The problem of determining if a MONOTONE-2-XOR-SAT (all clauses are of the kind $({x_i}\oplus x_j)$) instance is satisfiable can be reduced to the problem of determining if a graph is bipartite, see this.

To do that we create a graph $G$ with a node for each literal of the formula and we connect each literal with another if they are in the same clause (edges are clauses)

For instance:

If we have an unsatisfiable formula that is $({x_1}\oplus x_2) \wedge ({x_1}\oplus x_3) \wedge({x_2}\oplus x_3) \wedge ({x_1}\oplus x_4) $

We have a graph like this:

grafo no bipartito

that is not bipartite

There are three clauses that are satisfiable and so we have just to eliminate an edge

Now, we can reduce the problem of determining if we can find a maximum bipartite subgraph with $k$ vertex to the problem of determining if we can satisfy $k$ clauses in a MONOTONE-MAX-2XOR-SAT formula, see this.
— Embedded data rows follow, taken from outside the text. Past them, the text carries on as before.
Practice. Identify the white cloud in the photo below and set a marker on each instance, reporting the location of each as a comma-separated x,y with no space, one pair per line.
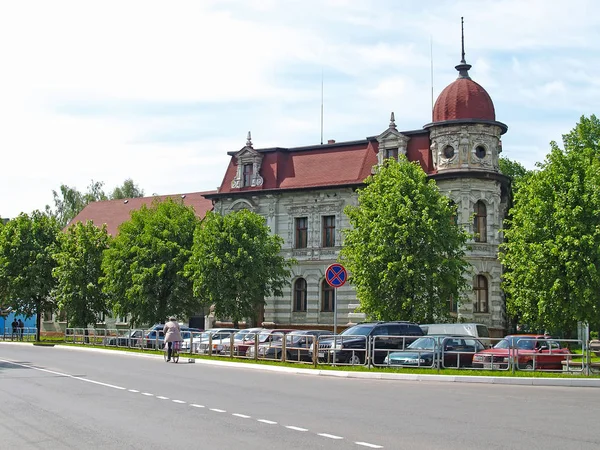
160,92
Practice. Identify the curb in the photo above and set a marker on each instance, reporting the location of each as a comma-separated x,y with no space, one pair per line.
515,381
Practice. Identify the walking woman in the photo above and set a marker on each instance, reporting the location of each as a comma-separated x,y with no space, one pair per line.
172,334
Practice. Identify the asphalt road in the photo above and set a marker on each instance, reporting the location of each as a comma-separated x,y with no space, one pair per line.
60,398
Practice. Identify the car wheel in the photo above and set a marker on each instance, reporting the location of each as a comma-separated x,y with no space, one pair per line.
354,360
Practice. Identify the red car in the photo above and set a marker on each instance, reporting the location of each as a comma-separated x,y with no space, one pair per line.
532,351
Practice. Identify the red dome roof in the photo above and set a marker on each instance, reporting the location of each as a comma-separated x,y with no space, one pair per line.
464,99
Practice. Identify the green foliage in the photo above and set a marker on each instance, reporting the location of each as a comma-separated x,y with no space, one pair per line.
128,190
144,265
515,171
79,259
236,264
404,251
552,252
26,263
69,202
And the maximum bipartite subgraph problem is equivalent to max cut

To do the reduction we simply create a new literal for each vertex and we create a clause for each edge connecting two literals

For instance:

We have this graph,

grafo no bipartito 2

We create the follwing formula $({x_1}\oplus x_2) \wedge ({x_1}\oplus x_4) \wedge({x_2}\oplus x_4) \wedge ({x_2}\oplus x_3) \wedge ({x_4}\oplus x_5) \wedge ({x_3}\oplus x_5) $

So, if we can find an assignment that satisfies $k$ clauses that will mean that there is a bipartite subgraph with at least $k$ edges.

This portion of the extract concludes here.